U.S. inflation data:

According to reference article 1, in April 2024, although the inflation in the United States fell slightly from the previous month, it was still higher than the previous month. The CPI index increased by 3.36% year-on-year, and the core CPI (excluding food and energy) index increased by 3.63% year-on-year. This shows that the inflation problem in the United States is relatively sticky, and the inflation situation is still severe in the short term.

However, the CPI data in May cooled down more than expected, which laid an important foundation for the Fed to cut interest rates this year. This shows that the inflation situation may be gradually improving, providing the possibility for the Fed to cut interest rates.

Reasons for the Fed's interest rate cut: The Fed did not take a policy change at the interest rate meeting in June 2024, but the dot plot revised the number of interest rate cuts this year from 3 to 1, and the long-term policy interest rate expectations were also revised up. This shows that the Fed has adjusted its future monetary policy path and the possibility of interest rate cuts has increased. The reasons for the Fed's interest rate cut may include improved inflation expectations, slowing economic growth, and stable demand in the financial market.
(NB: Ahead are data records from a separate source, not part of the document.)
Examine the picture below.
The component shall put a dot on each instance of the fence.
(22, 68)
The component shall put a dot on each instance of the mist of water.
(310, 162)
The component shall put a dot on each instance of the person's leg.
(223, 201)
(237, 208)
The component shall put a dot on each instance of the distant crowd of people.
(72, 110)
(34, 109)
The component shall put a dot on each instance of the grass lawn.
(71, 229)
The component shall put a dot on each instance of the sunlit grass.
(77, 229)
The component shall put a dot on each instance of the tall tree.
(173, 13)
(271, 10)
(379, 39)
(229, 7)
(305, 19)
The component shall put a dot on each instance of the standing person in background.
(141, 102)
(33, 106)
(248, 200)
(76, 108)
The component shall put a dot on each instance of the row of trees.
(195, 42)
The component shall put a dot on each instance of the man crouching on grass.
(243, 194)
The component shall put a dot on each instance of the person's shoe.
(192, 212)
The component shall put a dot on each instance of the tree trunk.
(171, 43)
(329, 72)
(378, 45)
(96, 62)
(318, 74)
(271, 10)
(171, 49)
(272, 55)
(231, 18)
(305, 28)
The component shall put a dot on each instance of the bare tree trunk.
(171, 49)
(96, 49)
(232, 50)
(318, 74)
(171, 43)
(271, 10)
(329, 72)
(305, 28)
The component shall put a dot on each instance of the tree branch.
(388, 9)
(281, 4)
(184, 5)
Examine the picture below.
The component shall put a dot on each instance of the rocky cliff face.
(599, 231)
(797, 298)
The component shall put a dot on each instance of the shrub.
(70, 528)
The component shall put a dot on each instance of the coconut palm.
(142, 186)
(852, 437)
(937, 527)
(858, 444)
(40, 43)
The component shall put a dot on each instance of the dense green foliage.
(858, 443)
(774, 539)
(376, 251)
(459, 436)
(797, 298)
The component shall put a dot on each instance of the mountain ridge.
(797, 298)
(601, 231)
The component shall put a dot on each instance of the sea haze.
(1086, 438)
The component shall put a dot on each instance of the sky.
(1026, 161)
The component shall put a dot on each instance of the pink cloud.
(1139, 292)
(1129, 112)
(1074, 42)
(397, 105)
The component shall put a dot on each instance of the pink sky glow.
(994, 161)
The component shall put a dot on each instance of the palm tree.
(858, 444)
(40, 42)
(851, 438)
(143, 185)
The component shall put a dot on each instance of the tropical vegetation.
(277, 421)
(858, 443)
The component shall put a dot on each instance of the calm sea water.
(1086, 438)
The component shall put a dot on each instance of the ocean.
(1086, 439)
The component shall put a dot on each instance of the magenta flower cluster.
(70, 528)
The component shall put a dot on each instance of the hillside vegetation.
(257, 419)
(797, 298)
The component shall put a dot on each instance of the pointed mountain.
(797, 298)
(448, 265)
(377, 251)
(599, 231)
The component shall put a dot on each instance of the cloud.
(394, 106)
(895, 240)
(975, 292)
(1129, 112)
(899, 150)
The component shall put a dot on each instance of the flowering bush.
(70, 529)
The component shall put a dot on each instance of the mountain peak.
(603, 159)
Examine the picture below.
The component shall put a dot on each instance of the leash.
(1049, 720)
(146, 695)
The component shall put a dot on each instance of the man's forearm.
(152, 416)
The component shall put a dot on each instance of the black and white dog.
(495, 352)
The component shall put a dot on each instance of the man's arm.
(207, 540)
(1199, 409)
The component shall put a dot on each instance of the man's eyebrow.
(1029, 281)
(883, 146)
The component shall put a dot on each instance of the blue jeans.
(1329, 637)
Against the backdrop of gradually improving inflation, the Fed may stimulate economic growth and maintain financial market stability by cutting interest rates.

Stock index futures rose: On June 26, 2024, stock index futures rose across the board, with the main contract of CSI 1000 stock index futures (IM) rising by 3.36%. This shows that investors are optimistic about the future trend of the stock market and market confidence has increased. The rise in stock index futures may be related to a variety of factors, including improved inflation data, increased expectations of interest rate cuts by the Federal Reserve, and expectations of economic recovery. Under the combined effect of these factors, investors are optimistic about the future trend of the stock market, driving stock index futures up.

In summary, the improvement in US inflation data may have strengthened the reason for the Federal Reserve to cut interest rates, while the rise in stock index futures reflects investors' optimistic expectations for the future stock market.